Read Micanopy in Shadow Online
Authors: Ann Cook
“Morning, Granddad,” Grant said, opening the door for Brandy and stepping up into the porch. Brandy had forgotten how fragile the old man was, how hollow the sockets of his eyes. But they were as moist and lively as before. “We need another look at your father’s papers,” he added.
The old man peered up at Brandy, silent and unsmiling.
Once again, she pulled a plastic chair away from the wall and sat facing him, but not uncomfortably close. “I’m interested in looking at notes the marshall made about the revenue agent’s murder in 1921. I believe the case was never solved.”
The suggestion of a grin flickered across Savage Wilson’s thin lips. “Damn liquor law commenced the year before. I recollect my daddy didn’t like to talk about the case much. Never could put nobody away for it. In a lot of ways, ‘shine made life hard on lawmen. ‘Low brush lightning,’ that’s what they called ‘shine hid out in the piney woods.”
Grant had vanished into the house, and now returned, carrying the same plastic file box he’d looked into ten days earlier. He set it on the floor by another chair, seated himself, and began turning through the records. Grant had said the resourceful Aunt Liz organized them—a woman of unexpected talents. He soon found notes about the questioning of Caleb Stark, skimmed them, and handed the pages to Brandy. The notes included no reference to the bloodstain—a strange omission, Brandy thought. She handed the pages back and recorded the few details, then had a sudden thought. “Is there anything in his notes about Adrian Irons?” Grant would realize she was probing for an official complaint.
The ranger thumbed through the alphabetized folders again. “You can bet there won’t be anything about wife abuse. Wasn’t even considered a crime then. A man could do almost anything he wanted to his wife.”
Brandy nodded bitterly. “Wives were little better than property. They didn’t have the vote yet, so they couldn’t change things.”

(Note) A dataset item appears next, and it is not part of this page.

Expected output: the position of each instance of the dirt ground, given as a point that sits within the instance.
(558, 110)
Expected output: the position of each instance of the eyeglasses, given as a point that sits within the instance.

Both had almost forgotten the old man, but he wanted back in the conversation. “Danged if I don’t recollect something about Adrian Irons, and that’s the truth,” he said in his reedy voice. “When I was a young ‘un, Irons was a fine gentleman, lived in a big house at the edge of town. While he’d be off taking care of all his property, his wife went a-swishing around town in her fancy clothes. Mama couldn’t stand the likes of her. But Mama did say Mr. Irons treated her mean. Talked mean to her, never took her no place. But she was one independent female.” His grin exposed a set of brown, crooked teeth. “She was a big deal in women’s circles. When Mr. Irons got that big old four-door Oldsmobile, danged if she didn’t up and learn to drive it. After that, she’d take herself places. He couldn’t keep that woman down for long.” A smile lingered at the memory. He seemed almost to admire such a sassy female. Brandy hadn’t seen even a photo of his own mother. Had she also been a woman “hard to keep down?”
But then he swiveled around to glare at Brandy. His tolerance didn’t extend to female journalists. “What you asking about them folks for? They got nothing to do with the Starks. Or,” he narrowed his eyes further, “your great-grandmama’s drowning.” He hadn’t forgotten why she came the first time.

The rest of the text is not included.